Vale ressaltar, nesse sentido, que é no âmbito da memória discursiva que os saberes povoam, pois os discursos apresentam sempre domínios, ou um “já dito”, possibilitando a identificação de sentidos, cujas memórias ali presentes sustentam essa relação com outros discursos. Pela memória, é considerável pontuar que se trata de um fator que serve de ponte para a relação do discurso produzido com outros discursos, mas que, esse discurso novo não se constitui apenas da repetibilidade do já dito, mas que é sempre um discurso novo, dito em outro momento da história. E essa memória serve de pano de fundo para o estabelecimento dos sentidos discursivos, ligados aos saberes dos sujeitos constituídos historicamente.

Nessa direção, a análise da letra musical Burguesia foi analisada a partir dessas concepções foucaultianas, objetivando uma discussão mais detalhada e prática dos elementos da AD de linha francesa, discurso, história e memória, os quais se constituem como aspectos consideráveis nessa linha teórico-metodológica discursiva.

3. A MEMÓRIA MATERIALIZADA NO DISCURSO: LEITURA DE BURGUESIA

De acordo com Dapieve (2000), o cantor e compositor Cazuza (1958-1990) inicia-se no meio musical como integrante da banda Barão Vermelho, desempenhando a função de vocalista do grupo. Essa banda foi formada no Rio de Janeiro, na época, por cinco integrantes, ocasião em que Cazuza se destaca na música, tendo Roberto Frejat como parceiro para suas composições. O primeiro álbum dessa banda é lançado no início da década de 1980, da qual Cazuza se desvincula anos depois, em 1985 e passa a seguir carreira solo, lançando sete álbuns.
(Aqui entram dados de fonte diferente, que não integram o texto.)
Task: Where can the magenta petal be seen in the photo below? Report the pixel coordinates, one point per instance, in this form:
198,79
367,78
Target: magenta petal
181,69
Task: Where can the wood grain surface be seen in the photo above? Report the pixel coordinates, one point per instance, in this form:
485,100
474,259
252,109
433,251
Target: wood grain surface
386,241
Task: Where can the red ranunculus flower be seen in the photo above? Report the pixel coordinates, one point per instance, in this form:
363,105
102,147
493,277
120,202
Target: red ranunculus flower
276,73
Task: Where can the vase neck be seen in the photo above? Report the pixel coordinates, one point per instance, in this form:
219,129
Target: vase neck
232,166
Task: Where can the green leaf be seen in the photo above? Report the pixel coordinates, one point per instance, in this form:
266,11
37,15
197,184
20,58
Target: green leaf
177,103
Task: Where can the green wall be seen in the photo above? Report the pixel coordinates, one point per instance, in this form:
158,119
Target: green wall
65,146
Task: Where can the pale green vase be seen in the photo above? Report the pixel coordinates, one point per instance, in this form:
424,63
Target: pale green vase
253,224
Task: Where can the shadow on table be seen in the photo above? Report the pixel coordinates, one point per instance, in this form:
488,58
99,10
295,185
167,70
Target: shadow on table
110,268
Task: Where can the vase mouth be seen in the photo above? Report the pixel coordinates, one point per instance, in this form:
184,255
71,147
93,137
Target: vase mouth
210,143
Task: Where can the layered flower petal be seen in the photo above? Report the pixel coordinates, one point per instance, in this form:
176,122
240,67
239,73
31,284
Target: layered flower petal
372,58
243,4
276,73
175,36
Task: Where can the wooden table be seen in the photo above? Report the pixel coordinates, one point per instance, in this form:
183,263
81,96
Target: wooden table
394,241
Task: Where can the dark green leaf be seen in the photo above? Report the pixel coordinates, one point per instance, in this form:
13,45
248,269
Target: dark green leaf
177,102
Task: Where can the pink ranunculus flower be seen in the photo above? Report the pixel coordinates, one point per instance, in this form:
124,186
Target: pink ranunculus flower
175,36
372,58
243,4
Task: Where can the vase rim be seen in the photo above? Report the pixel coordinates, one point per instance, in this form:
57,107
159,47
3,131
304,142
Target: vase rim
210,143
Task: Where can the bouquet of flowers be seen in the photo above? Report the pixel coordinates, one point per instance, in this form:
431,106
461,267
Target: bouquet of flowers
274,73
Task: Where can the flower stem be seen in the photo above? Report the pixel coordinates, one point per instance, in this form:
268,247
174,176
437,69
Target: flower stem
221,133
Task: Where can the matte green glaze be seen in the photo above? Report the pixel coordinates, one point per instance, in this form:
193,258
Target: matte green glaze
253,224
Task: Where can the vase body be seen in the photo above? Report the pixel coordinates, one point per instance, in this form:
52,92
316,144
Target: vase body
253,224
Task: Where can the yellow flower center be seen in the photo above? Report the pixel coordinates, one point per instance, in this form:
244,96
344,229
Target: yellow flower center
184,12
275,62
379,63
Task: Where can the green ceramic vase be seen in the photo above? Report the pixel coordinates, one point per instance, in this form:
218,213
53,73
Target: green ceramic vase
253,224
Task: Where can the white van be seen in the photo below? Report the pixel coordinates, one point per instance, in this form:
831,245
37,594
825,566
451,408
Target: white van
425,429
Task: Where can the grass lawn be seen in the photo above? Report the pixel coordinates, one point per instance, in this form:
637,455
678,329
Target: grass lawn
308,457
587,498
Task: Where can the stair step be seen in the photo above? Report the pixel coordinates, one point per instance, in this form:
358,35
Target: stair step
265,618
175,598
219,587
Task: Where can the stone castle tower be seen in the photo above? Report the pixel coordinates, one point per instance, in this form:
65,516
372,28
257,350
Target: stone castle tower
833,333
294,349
Cazuza apresenta fortes influências tradicionais da MPB no seu estilo musical, porém, sua marca pessoal pode ser percebida, pela espontaneidade, linguagem marcada pela presença de gírias, características próprias do rock dos anos 1980. Marcado pelo sucesso, Cazuza era considerado polêmico e rebelde, tendo, inclusive, letras barradas pela censura. Sua trajetória de carreira solo durou nove anos, vindo a falecer em 1990. A letra selecionada para análise é Burguesia.

A música “Burguesia”, tendo como autores seu intérprete Cazuza, George Israel e Ezequiel Neves, foi composta em 1989 e integra o seu quinto álbum solo: Burguesia. Na letra, há uma autocrítica da própria identidade, traçando um contraponto com as de classe baixa. O sujeito que fala na letra integra à classe burguesa, bem como é possível perceber que os jovens que formam as bandas de rock da década de 1980 que, em sua maioria, são filhos de pessoas de classe média alta, produzindo uma crítica à sua própria identidade, perpassando pelo olhar do outro.


A burguesia fede
A burguesia quer ficar rica
Enquanto houver burguesia
Não vai haver poesia


O sujeito inscrito na letra musical refere-se à classe burguesa. Do ponto de vista histórico, o termo “burguesia” apela para a classe dominante, rica, e o sujeito do enunciado joga com esse fator, classe dominante versus classe dominada, esta constituída pela sociedade de classe baixa, com a qual o sujeito se identifica. E esse sujeito aborda a maneira como essa classe é vista socialmente, recorrendo-se, o tempo todo, à sua condição de burguês, mas que essa classe pode apresentar exceções entre seus integrantes, bem como pode ser percebida de maneira diferenciada em “A burguesia fede”, a palavra “fede” provoca um efeito de sentido pejorativo de inferioridade, em que a classe alta leva um padrão de vida diferenciado da classe baixa. O termo foi utilizado no sentido de desqualificar essa classe superior. Além disso, no segundo verso é colocada uma redundância ao afirmar que “A burguesia quer ficar rica”, uma vez que o termo já possui o sentido de riqueza. Se levarmos para a história, o termo burguesia assume sentido de cidadão padrão, classe dominante e de direita política, bem como é reforçado em outro momento da letra, opondo-se ao posicionamento do sujeito inscrito no enunciado. Nessa direção, levando em conta esse posicionamento do sujeito, vale retomar as palavras de Foucault (2010) quando considera que o discurso funciona como condição para os posicionamentos diferenciados dos sujeitos.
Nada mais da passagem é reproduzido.